Posting the biggest gain in seven years, home prices rose 10.9% in the 12 months ending in March, a closely watched housing index said Tuesday.
From February, prices were up 1.4% for the 20-city composite, as measured by the monthly Standard & Poor's/Case-Shiller index.
Phoenix and San Francisco are the hottest markets with prices up more than 22% year over year. But all 20 cites in the index posted year-over-year growth for the third month in a row.
Twelve of the 20 cities saw prices rise at double-digit annual growth rates.
Las Vegas came in up 20.6% year over year. Miami and Tampa were softer with annual gains of 10.7% and 11.8%.
Even the weakest annual price gains were "substantial," said David Blitzer, chairman of the index committee. New York was up 2.6%, Cleveland, up 4.8%, and Boston, up 6.7%.
Price increases are being driven by strengthening demand, a tight inventory of homes for sale and fewer foreclosed properties, which tend to sell at a discount to others.
Other housing market data reported in recent weeks confirm strong prices. Housing starts and permits and sales of new home and existing homes continue to trend higher.
Given that a large number of homes are still in some stage of foreclosure, the "housing recovery is not complete," Blitzer says.
Still, the appreciation rates are expected to slow.
The low mortgage rates and tight supply are "creating a kind of witch's brew of extreme price spikes," says Stan Humphries, chief economist for online home buying site Zillow.com.
While home values may be up more than 10% year over year in some large metropolitan areas, Humphries says values nationwide are up likely more than half that amount.
The fast appreciation is not an immediate problem in areas like Phoenix and Las Vegas, which experienced huge price declines and are still very affordable, Humphries says.
But they are more worrisome in some places, such as a few markets in California, where affordability is no longer driven by home prices, but instead by low mortgage rates – "which won't last," Humprhies says.
The housing market will continue to improve and outperform the rest of the economy over the next few quarters, many economists say.

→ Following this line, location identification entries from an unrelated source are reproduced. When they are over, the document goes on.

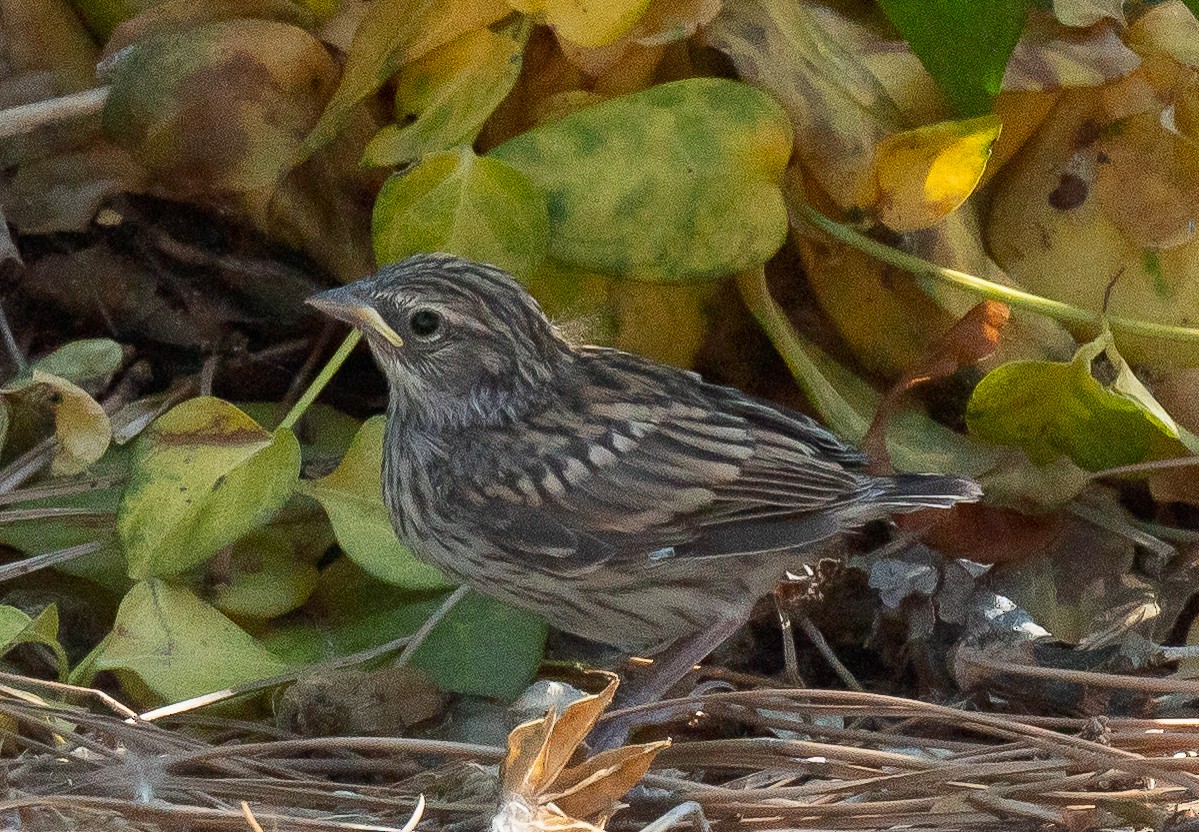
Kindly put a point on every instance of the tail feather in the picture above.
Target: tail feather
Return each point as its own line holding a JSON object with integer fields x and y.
{"x": 911, "y": 492}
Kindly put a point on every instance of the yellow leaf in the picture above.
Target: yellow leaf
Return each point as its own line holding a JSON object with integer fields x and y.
{"x": 391, "y": 35}
{"x": 589, "y": 23}
{"x": 923, "y": 174}
{"x": 80, "y": 423}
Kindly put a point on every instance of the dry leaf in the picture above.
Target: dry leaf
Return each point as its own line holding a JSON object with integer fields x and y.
{"x": 541, "y": 794}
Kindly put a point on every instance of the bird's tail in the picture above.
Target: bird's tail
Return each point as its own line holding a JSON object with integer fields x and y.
{"x": 911, "y": 492}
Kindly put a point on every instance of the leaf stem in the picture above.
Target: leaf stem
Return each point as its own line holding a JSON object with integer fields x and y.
{"x": 1017, "y": 297}
{"x": 836, "y": 411}
{"x": 323, "y": 378}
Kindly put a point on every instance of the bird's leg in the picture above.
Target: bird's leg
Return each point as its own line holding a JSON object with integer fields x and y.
{"x": 668, "y": 668}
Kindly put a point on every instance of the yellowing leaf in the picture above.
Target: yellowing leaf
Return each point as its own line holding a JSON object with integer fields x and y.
{"x": 1148, "y": 181}
{"x": 1167, "y": 28}
{"x": 265, "y": 579}
{"x": 1088, "y": 12}
{"x": 838, "y": 109}
{"x": 80, "y": 424}
{"x": 176, "y": 645}
{"x": 395, "y": 32}
{"x": 444, "y": 98}
{"x": 456, "y": 202}
{"x": 172, "y": 102}
{"x": 353, "y": 498}
{"x": 594, "y": 24}
{"x": 1053, "y": 409}
{"x": 926, "y": 173}
{"x": 203, "y": 475}
{"x": 676, "y": 182}
{"x": 1048, "y": 59}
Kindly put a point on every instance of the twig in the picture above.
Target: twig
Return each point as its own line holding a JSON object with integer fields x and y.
{"x": 1120, "y": 526}
{"x": 790, "y": 659}
{"x": 321, "y": 379}
{"x": 53, "y": 489}
{"x": 825, "y": 650}
{"x": 28, "y": 464}
{"x": 29, "y": 565}
{"x": 249, "y": 818}
{"x": 25, "y": 118}
{"x": 62, "y": 687}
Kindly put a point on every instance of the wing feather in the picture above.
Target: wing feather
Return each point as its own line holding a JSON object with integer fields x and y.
{"x": 648, "y": 459}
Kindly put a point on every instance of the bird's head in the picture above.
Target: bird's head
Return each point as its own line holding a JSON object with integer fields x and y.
{"x": 462, "y": 343}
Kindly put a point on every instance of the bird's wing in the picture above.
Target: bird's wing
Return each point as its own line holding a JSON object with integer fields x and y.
{"x": 651, "y": 463}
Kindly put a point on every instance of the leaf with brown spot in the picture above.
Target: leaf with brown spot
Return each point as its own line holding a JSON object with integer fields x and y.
{"x": 222, "y": 106}
{"x": 203, "y": 475}
{"x": 971, "y": 339}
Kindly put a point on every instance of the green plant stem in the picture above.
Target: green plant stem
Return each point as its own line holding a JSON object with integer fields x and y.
{"x": 836, "y": 411}
{"x": 1056, "y": 309}
{"x": 323, "y": 378}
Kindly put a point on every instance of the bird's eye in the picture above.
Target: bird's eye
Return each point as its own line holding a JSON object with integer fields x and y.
{"x": 425, "y": 323}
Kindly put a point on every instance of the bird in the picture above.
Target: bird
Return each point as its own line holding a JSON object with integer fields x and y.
{"x": 624, "y": 500}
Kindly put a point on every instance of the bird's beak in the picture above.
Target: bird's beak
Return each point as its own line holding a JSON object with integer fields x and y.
{"x": 345, "y": 303}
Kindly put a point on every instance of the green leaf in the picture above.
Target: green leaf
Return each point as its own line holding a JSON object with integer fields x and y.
{"x": 203, "y": 475}
{"x": 83, "y": 361}
{"x": 353, "y": 498}
{"x": 847, "y": 404}
{"x": 444, "y": 98}
{"x": 391, "y": 34}
{"x": 483, "y": 646}
{"x": 963, "y": 43}
{"x": 456, "y": 202}
{"x": 16, "y": 627}
{"x": 176, "y": 645}
{"x": 1054, "y": 409}
{"x": 220, "y": 106}
{"x": 670, "y": 184}
{"x": 265, "y": 578}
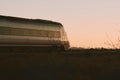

Mortgage interest rates are a big help. They've trended higher the past three weeks but the average for a fixed rate 30-year loan was still low by historical standards, at 3.59% for the week ended Thursday, Freddie Mac says.
While the higher rates may discourage some people from refinancing, they're still low enough to keep buying homes affordable, which should further aid home sales and construction, Freddie Mac says.
The report also included first-quarter prices for all of the United States. Year-over-year, the national index was up 10.2% in the first quarter.
Rising prices will bring more inventory onto the market, and price gains will slow to a more sustainable pace over the rest of the year and into next, says Gus Faucher, PNC senior economist.
Rising house prices are supporting overall economic growth. With the recent gains in house prices and stocks, households are wealthier, allowing them to increase spending, Faucher says. That is offsetting some of the drag on consumers from higher taxes and unpaid furloughs for federal workers.